Even though our ProductViewController doesn’t know anything about Game, but because Game conforms to the Product protocol it will happily accept it. However, now we have a new problem, the catalogDescription() method is duplicated between Computer and Game. This duplication problem is where protocol extensions come in. You may already be aware of extensions to classes, but you can extend protocols too. Let’s see how this can help:

extension Product {
  func catalogDescription() -> String {
      let dollars = price / 100
      let cents = price - (dollars * 100)
      return self.name + " $\(dollars).\(cents)"
  }
}

Here we declare an extension to Product that implements the same code that we had in our structs. Because the Product protocol requires the implementation of the name and price properties, this extension will automatically work for anything that implements the protocol.
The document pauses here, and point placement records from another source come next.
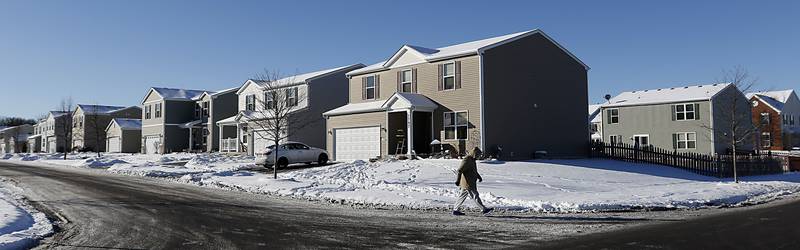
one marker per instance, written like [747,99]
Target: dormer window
[369,87]
[406,84]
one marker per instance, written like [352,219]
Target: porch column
[410,130]
[190,139]
[238,136]
[220,144]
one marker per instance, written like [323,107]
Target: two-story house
[313,93]
[89,124]
[15,139]
[168,115]
[211,107]
[507,95]
[54,136]
[686,119]
[778,115]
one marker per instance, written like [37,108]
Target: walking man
[466,179]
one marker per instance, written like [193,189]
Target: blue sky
[110,52]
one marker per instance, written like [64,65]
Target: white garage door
[152,144]
[113,145]
[356,143]
[51,145]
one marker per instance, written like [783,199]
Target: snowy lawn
[539,186]
[20,224]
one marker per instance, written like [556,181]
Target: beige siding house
[504,94]
[124,135]
[319,91]
[89,123]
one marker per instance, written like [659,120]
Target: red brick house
[777,115]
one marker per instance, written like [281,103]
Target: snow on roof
[667,95]
[170,93]
[99,109]
[456,50]
[301,78]
[775,99]
[126,123]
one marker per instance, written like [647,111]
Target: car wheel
[323,159]
[282,163]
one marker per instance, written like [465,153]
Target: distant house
[211,107]
[686,119]
[595,122]
[89,124]
[509,92]
[124,135]
[15,139]
[322,90]
[53,138]
[778,115]
[168,115]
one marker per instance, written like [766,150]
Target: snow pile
[20,225]
[549,186]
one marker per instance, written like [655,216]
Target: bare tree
[63,125]
[279,112]
[740,127]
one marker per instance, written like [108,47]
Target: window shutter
[399,85]
[458,74]
[414,80]
[377,86]
[674,141]
[439,76]
[673,111]
[697,111]
[363,88]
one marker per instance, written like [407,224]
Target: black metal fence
[720,166]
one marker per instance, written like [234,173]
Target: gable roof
[127,124]
[667,95]
[300,78]
[457,50]
[99,109]
[774,99]
[174,94]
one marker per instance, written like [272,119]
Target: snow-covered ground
[20,224]
[539,186]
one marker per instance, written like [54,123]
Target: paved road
[767,227]
[124,212]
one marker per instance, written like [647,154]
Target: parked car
[291,153]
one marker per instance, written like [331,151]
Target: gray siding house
[210,108]
[124,135]
[167,117]
[686,119]
[320,91]
[506,93]
[89,123]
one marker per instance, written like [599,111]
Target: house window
[449,76]
[765,119]
[455,125]
[291,97]
[685,111]
[766,140]
[405,81]
[613,116]
[614,139]
[250,102]
[685,140]
[369,87]
[158,110]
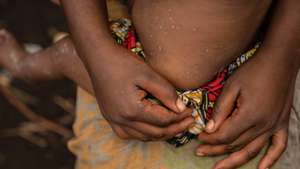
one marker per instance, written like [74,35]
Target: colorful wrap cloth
[201,100]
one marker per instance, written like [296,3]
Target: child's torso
[196,38]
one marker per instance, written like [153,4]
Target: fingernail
[180,105]
[201,154]
[210,126]
[179,134]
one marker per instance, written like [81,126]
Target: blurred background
[35,119]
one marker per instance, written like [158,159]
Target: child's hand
[121,87]
[255,105]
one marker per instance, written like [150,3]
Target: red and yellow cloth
[202,100]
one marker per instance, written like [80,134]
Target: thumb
[164,92]
[223,108]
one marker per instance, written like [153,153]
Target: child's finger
[136,134]
[56,2]
[158,115]
[162,133]
[224,107]
[120,132]
[246,137]
[211,150]
[243,156]
[164,92]
[279,143]
[230,130]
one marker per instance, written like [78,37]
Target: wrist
[280,56]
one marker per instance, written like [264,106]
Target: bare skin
[199,53]
[196,38]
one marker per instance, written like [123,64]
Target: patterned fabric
[202,100]
[96,146]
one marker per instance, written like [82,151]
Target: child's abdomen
[188,42]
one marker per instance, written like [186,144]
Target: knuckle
[159,134]
[130,115]
[250,154]
[122,136]
[282,145]
[222,138]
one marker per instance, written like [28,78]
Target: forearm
[64,56]
[283,34]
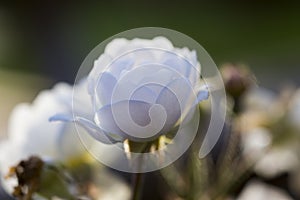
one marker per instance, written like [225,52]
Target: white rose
[141,89]
[31,133]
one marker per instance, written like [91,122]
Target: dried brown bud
[28,173]
[237,79]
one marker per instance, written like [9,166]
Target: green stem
[137,186]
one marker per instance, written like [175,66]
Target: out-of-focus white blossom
[256,190]
[31,133]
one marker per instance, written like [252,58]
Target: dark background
[53,37]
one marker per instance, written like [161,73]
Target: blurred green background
[53,37]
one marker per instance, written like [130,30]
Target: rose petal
[105,86]
[88,125]
[135,119]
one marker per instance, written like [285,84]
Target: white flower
[31,133]
[294,110]
[140,89]
[260,191]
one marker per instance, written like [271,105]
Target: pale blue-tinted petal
[202,95]
[144,94]
[138,110]
[62,117]
[88,125]
[96,132]
[119,65]
[173,98]
[137,120]
[104,88]
[179,64]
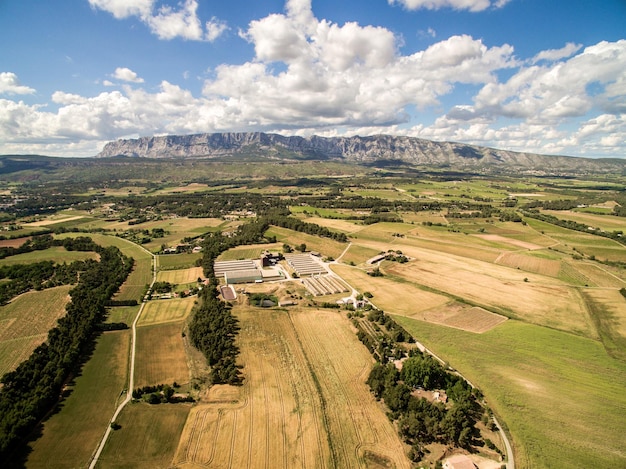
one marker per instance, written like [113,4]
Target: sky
[542,76]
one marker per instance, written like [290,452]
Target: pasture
[141,275]
[304,401]
[25,322]
[181,276]
[160,355]
[57,254]
[548,387]
[325,246]
[161,311]
[70,436]
[148,437]
[177,261]
[249,251]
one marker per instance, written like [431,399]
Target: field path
[131,379]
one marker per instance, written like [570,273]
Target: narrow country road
[131,378]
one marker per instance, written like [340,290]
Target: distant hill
[374,150]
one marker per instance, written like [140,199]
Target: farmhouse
[459,461]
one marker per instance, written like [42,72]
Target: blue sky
[524,75]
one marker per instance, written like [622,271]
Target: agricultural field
[58,254]
[177,261]
[304,401]
[161,355]
[25,322]
[161,311]
[71,435]
[327,247]
[148,437]
[141,275]
[548,387]
[252,251]
[604,222]
[181,276]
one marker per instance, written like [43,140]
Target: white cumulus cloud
[471,5]
[126,74]
[9,84]
[166,22]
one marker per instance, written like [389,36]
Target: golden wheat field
[304,402]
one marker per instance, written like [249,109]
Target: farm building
[459,461]
[242,276]
[305,264]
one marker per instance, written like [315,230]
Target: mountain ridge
[360,150]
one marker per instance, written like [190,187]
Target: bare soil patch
[467,318]
[514,242]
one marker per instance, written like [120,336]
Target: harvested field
[57,254]
[512,241]
[228,292]
[335,224]
[460,316]
[141,275]
[389,295]
[161,355]
[249,251]
[177,261]
[548,267]
[161,311]
[304,388]
[13,243]
[25,322]
[510,292]
[182,276]
[148,437]
[325,246]
[71,435]
[598,275]
[358,254]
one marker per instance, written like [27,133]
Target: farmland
[25,322]
[528,311]
[69,437]
[282,416]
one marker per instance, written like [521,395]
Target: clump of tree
[34,388]
[160,394]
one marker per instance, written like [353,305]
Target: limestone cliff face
[367,150]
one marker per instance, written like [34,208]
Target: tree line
[34,388]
With this shared code, we can remove the method from our structures:

struct Computer: Product  {
  var name: String
  var price: Int
  var cpuSpeedInMHZ: Int 
}

struct Game: Product  {
  var name: String
  var price: Int
  var genre: Genre 
}

Finally, our example in its entirety looks like this:

protocol Product {
  var name: String { get set }
  var price: Int { get set }
  func catalogDescription() -> String
}

extension Product {
  func catalogDescription() -> String {
      let dollars = price / 100
      let cents = price - (dollars * 100)
      return self.name + " $\(dollars).\(cents)"
  }
}

struct Computer: Product  {
  var name: String
  var price: Int
  var cpuSpeedInMHZ: Int 
}

struct Game: Product  {
  var name: String
  var price: Int
  var genre: Genre 
}

class ProductViewController: UIViewController {
  var productTitleLabel: UILabel!

  var product: Product { 
    didSet {
      self.productTitleLabel.text = self.product.catalogDescription()
    }
  }
}

One final note about protocol extensions: You don’t have to use the default implementation as we are here. If your stuct needs different behavior from the method, it can override it with a custom implementation specific to that struct.

Conclusion

Hopefully, you can see the benefit of using structs and enums to avoid shared mutable state, how enums can be used to leverage the compiler to guarantee the existence of one value or another and how protocols combined with extensions can be used to reduce code between similar types. For more information, see the Protocol-Oriented Programming in Swift session from WWDC 2015 and Protocol and Value Oriented Programming in UIKit Apps. These sessions are essential for using Swift to the fullest. Let your inner Crusty out.